Poet Camille Rankine to Read on Oct. 12

09/27/2016

Camille Rankine, author of the full-length poetry collection Incorrect Merciful Impulses and the recipient of a 2010 “Discovery”/Boston Review Poetry Prize, will give a reading on Wednesday, Oct. 12, at SUNY Cortland.

Her presentation, which continues the English Department’s Distinguished Voices in Literature Lecture series, begins at 5 p.m. in Brockway Hall, Jacobus Lounge.

The event is free and open to the public.

A visiting professor at University of Massachusetts Amherst’s MFA for Poets and Writers, Rankine lives in New York City.

She earned her bachelor’s degree from Harvard University and her Master of Fine Arts in Creative Writing from Columbia University.

Incorrect Merciful Impulses, Rankine’s first full-length poetry collection, was published in January by Copper Canyon Press.
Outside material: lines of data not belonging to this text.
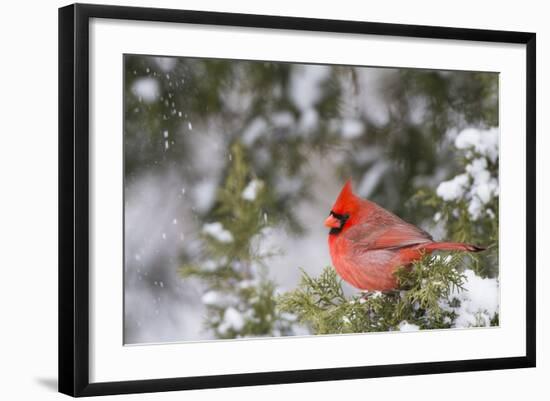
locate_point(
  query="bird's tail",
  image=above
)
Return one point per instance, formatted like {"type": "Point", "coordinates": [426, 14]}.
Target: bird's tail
{"type": "Point", "coordinates": [453, 246]}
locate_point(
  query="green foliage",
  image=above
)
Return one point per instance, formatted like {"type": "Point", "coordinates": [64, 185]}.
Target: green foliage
{"type": "Point", "coordinates": [431, 284]}
{"type": "Point", "coordinates": [461, 223]}
{"type": "Point", "coordinates": [240, 298]}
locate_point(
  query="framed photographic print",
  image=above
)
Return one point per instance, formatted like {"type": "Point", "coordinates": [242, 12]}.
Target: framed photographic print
{"type": "Point", "coordinates": [250, 199]}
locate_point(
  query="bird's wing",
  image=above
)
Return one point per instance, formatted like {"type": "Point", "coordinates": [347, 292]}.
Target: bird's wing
{"type": "Point", "coordinates": [396, 235]}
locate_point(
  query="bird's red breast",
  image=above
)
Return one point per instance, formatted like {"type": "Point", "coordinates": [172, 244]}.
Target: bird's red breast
{"type": "Point", "coordinates": [368, 243]}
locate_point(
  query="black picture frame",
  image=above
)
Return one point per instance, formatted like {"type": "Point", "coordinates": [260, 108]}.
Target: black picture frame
{"type": "Point", "coordinates": [74, 203]}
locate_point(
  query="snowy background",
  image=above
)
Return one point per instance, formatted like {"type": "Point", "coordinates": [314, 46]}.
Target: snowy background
{"type": "Point", "coordinates": [305, 128]}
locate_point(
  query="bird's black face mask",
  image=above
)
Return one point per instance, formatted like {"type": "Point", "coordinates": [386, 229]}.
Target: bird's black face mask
{"type": "Point", "coordinates": [342, 218]}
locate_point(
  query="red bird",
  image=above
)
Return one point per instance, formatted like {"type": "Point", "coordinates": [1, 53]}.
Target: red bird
{"type": "Point", "coordinates": [368, 243]}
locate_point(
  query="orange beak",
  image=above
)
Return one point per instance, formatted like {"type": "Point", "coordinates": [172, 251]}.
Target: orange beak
{"type": "Point", "coordinates": [332, 222]}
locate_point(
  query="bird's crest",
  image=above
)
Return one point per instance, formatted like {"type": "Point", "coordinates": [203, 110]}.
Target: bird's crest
{"type": "Point", "coordinates": [347, 201]}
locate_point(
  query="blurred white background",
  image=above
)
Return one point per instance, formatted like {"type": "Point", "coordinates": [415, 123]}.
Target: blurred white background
{"type": "Point", "coordinates": [28, 166]}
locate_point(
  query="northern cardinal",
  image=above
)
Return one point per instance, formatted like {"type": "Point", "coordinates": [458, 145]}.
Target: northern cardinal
{"type": "Point", "coordinates": [368, 243]}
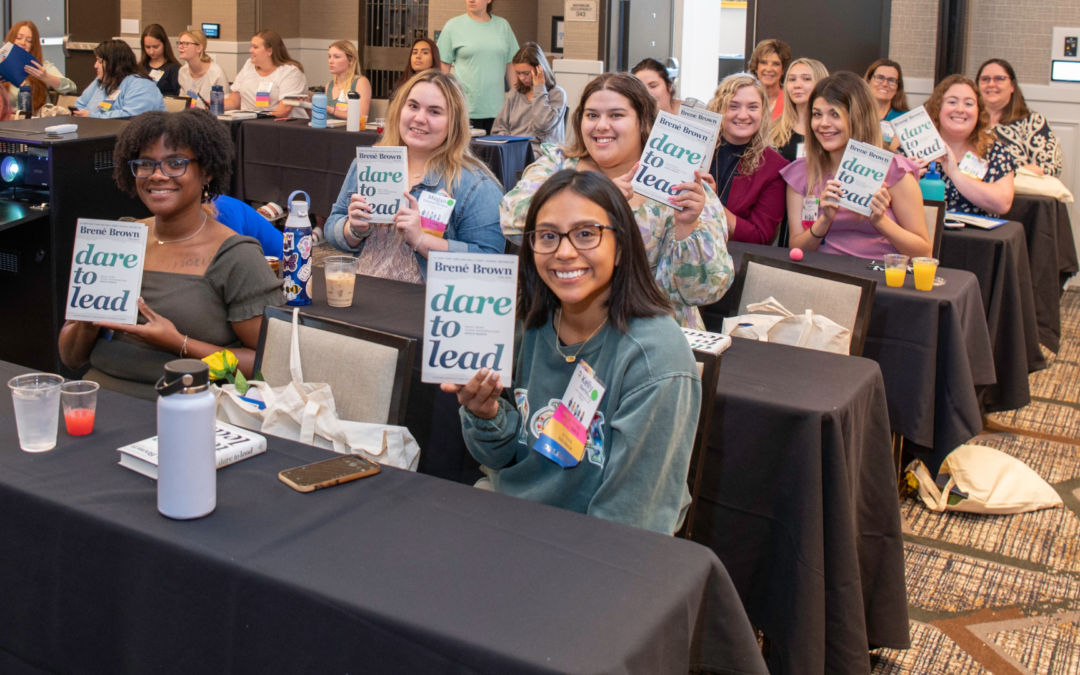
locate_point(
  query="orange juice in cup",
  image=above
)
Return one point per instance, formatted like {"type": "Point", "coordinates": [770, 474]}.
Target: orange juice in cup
{"type": "Point", "coordinates": [925, 271]}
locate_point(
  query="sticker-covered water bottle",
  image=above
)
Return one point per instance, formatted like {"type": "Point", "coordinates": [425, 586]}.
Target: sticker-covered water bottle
{"type": "Point", "coordinates": [296, 254]}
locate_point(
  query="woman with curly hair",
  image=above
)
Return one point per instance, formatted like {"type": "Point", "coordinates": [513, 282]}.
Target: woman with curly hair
{"type": "Point", "coordinates": [745, 171]}
{"type": "Point", "coordinates": [204, 286]}
{"type": "Point", "coordinates": [976, 169]}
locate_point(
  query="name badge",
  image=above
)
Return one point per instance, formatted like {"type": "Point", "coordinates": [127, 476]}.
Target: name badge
{"type": "Point", "coordinates": [974, 166]}
{"type": "Point", "coordinates": [262, 94]}
{"type": "Point", "coordinates": [565, 435]}
{"type": "Point", "coordinates": [435, 210]}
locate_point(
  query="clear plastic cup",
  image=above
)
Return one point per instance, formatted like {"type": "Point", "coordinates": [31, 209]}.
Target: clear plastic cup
{"type": "Point", "coordinates": [895, 269]}
{"type": "Point", "coordinates": [79, 400]}
{"type": "Point", "coordinates": [340, 280]}
{"type": "Point", "coordinates": [37, 399]}
{"type": "Point", "coordinates": [925, 271]}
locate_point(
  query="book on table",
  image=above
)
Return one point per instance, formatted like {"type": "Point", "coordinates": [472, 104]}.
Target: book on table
{"type": "Point", "coordinates": [863, 169]}
{"type": "Point", "coordinates": [675, 149]}
{"type": "Point", "coordinates": [469, 316]}
{"type": "Point", "coordinates": [231, 444]}
{"type": "Point", "coordinates": [382, 179]}
{"type": "Point", "coordinates": [106, 271]}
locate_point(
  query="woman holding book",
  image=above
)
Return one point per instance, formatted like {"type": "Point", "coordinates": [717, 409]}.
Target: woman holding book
{"type": "Point", "coordinates": [1025, 133]}
{"type": "Point", "coordinates": [788, 132]}
{"type": "Point", "coordinates": [842, 108]}
{"type": "Point", "coordinates": [41, 75]}
{"type": "Point", "coordinates": [343, 64]}
{"type": "Point", "coordinates": [656, 78]}
{"type": "Point", "coordinates": [199, 75]}
{"type": "Point", "coordinates": [204, 286]}
{"type": "Point", "coordinates": [977, 170]}
{"type": "Point", "coordinates": [429, 118]}
{"type": "Point", "coordinates": [535, 105]}
{"type": "Point", "coordinates": [585, 293]}
{"type": "Point", "coordinates": [745, 171]}
{"type": "Point", "coordinates": [120, 89]}
{"type": "Point", "coordinates": [686, 248]}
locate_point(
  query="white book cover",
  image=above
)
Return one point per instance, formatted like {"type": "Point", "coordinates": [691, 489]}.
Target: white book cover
{"type": "Point", "coordinates": [469, 316]}
{"type": "Point", "coordinates": [710, 120]}
{"type": "Point", "coordinates": [382, 179]}
{"type": "Point", "coordinates": [232, 444]}
{"type": "Point", "coordinates": [862, 173]}
{"type": "Point", "coordinates": [918, 135]}
{"type": "Point", "coordinates": [675, 149]}
{"type": "Point", "coordinates": [106, 271]}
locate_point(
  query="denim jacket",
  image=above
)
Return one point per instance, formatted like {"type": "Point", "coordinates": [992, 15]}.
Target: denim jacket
{"type": "Point", "coordinates": [473, 226]}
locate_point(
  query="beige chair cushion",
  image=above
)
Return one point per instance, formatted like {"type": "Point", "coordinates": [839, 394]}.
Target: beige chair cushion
{"type": "Point", "coordinates": [361, 374]}
{"type": "Point", "coordinates": [798, 293]}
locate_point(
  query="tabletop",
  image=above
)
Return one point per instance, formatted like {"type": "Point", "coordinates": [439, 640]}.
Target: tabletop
{"type": "Point", "coordinates": [399, 572]}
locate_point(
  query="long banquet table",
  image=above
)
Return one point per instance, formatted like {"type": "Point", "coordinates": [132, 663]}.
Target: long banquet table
{"type": "Point", "coordinates": [799, 500]}
{"type": "Point", "coordinates": [399, 572]}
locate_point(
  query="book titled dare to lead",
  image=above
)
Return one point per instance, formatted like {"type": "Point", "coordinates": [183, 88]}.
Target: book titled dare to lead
{"type": "Point", "coordinates": [469, 316]}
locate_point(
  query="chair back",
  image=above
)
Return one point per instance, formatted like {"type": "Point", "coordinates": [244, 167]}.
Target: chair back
{"type": "Point", "coordinates": [709, 368]}
{"type": "Point", "coordinates": [368, 370]}
{"type": "Point", "coordinates": [177, 104]}
{"type": "Point", "coordinates": [935, 223]}
{"type": "Point", "coordinates": [842, 298]}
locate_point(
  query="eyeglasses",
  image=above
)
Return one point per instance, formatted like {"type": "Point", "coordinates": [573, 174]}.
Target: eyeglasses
{"type": "Point", "coordinates": [172, 167]}
{"type": "Point", "coordinates": [582, 238]}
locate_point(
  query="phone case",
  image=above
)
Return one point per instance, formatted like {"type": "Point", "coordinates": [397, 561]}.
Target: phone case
{"type": "Point", "coordinates": [328, 473]}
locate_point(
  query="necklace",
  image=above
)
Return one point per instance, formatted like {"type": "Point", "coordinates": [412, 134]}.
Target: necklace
{"type": "Point", "coordinates": [558, 323]}
{"type": "Point", "coordinates": [173, 241]}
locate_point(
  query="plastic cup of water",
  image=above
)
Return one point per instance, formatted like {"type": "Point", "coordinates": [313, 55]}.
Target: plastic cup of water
{"type": "Point", "coordinates": [37, 399]}
{"type": "Point", "coordinates": [79, 400]}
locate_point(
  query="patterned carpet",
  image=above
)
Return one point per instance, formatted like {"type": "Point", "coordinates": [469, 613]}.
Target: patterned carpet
{"type": "Point", "coordinates": [1001, 594]}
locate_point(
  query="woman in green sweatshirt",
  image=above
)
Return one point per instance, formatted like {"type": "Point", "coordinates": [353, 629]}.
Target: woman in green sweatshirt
{"type": "Point", "coordinates": [585, 293]}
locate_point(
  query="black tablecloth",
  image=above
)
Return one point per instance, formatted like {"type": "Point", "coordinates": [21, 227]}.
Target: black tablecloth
{"type": "Point", "coordinates": [397, 572]}
{"type": "Point", "coordinates": [275, 158]}
{"type": "Point", "coordinates": [998, 258]}
{"type": "Point", "coordinates": [1053, 256]}
{"type": "Point", "coordinates": [777, 524]}
{"type": "Point", "coordinates": [933, 349]}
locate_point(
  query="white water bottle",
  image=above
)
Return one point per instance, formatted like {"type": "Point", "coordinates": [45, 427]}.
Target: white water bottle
{"type": "Point", "coordinates": [187, 463]}
{"type": "Point", "coordinates": [352, 119]}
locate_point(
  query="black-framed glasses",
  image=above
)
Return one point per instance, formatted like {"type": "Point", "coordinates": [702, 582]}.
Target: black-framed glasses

She also wrote the chapbook Slow Dance with Trip Wire, selected by Cornelius Eady for the Poetry Society of America’s 2010 New York Chapbook Fellowship.

Her poetry has appeared in numerous journals including American Poet, The Baffler, Boston Review, Denver Quarterly, Indiana Review, Narrative, Paper Darts, A Public Space and Tin House.

Rankine received a fellowship from the MacDowell Colony in 2013 and was named an Honorary Cave Canem fellow in 2012. She serves on the executive committee of VIDA: Women in Literary Arts and the board of trustees of The Poetry Project. Rankine also co-chairs the Brooklyn Book Festival Poetry Committee.

A finalist for the Poetry Foundation’s 2014 Ruth Lilly and Dorothy Sargent Rosenberg Fellowship, she was featured as an emerging poet in the Fall 2010 issue of American Poet and the April 2011 issue of O, The Oprah Magazine.

The event is co-sponsored by The President’s Fund, the Provost and Vice President for Academic Affairs’ Office, and the Cultural and Intellectual Climate Committee.